The ONS also revised down sales growth in April, from the 1.4% previous estimation to an increase of 0.4%.
It found that sales in supermarkets dropped 1.5% over May, with a 2.2% drop in specialist shops such as butchers and bakers.
But the biggest decline in spending was seen on alcohol and tobacco, with sales down 4%.
The data likewise showed a pull back in spending on household goods and in department stores, with sales dropping 2.3% and 1.1% respectively, as shoppers worry about affordability.
It comes amid mounting signs the cost-of-living crisis is beginning to take its toll on the economy.
Supermarket giant Asda said earlier this week that some shoppers were asking cashiers to stop scanning items when the till total hits £30 to cut costs.
Official figures on Wednesday showed inflation has reached a fresh 40-year high of 9.1% and there are fears a large drop in spending by consumers may tip the UK into a recession.

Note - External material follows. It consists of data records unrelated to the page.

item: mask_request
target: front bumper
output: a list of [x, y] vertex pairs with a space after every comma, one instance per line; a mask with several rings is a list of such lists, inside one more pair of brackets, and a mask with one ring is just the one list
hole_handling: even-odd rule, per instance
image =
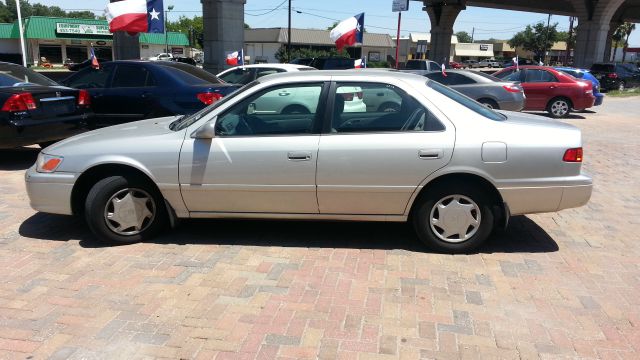
[[29, 204], [37, 211], [72, 215], [71, 193], [77, 177], [73, 173], [43, 174], [32, 166], [25, 173]]
[[546, 186], [498, 188], [512, 215], [555, 212], [589, 202], [593, 182], [581, 174]]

Heather Bovill, deputy director for surveys and economic indicators at the ONS, said: “Feedback from supermarkets suggested customers were spending less on their food shop because of the rising cost of living.
“More workers returning to the office may have contributed to increased fuel sales this month while shoppers buying outfits for summer holidays helped boost clothing sales.”
“These rises were offset by falls for household goods and department stores, with retailers in these areas reporting consumer reluctance to spend due to affordability worries and higher prices.”
Industry figures from Kantar this week revealed shoppers are set to see their annual grocery bill jump by £380 to £4,960 in 2022 as inflation sends prices rising across the board.
The ONS said non-food stores sales were unchanged in May, with a 2.2% increase in clothing sales offset by a fall in household goods.
The data revealed that fuel sales jumped by 1.1% in May, driven by an increase of workers returning to offices.
The proportion of online sales slipped back to 26.6% from 27.1% in April as shoppers increasingly returned to stores, but the ONS said this remained “substantially higher than before the pandemic”.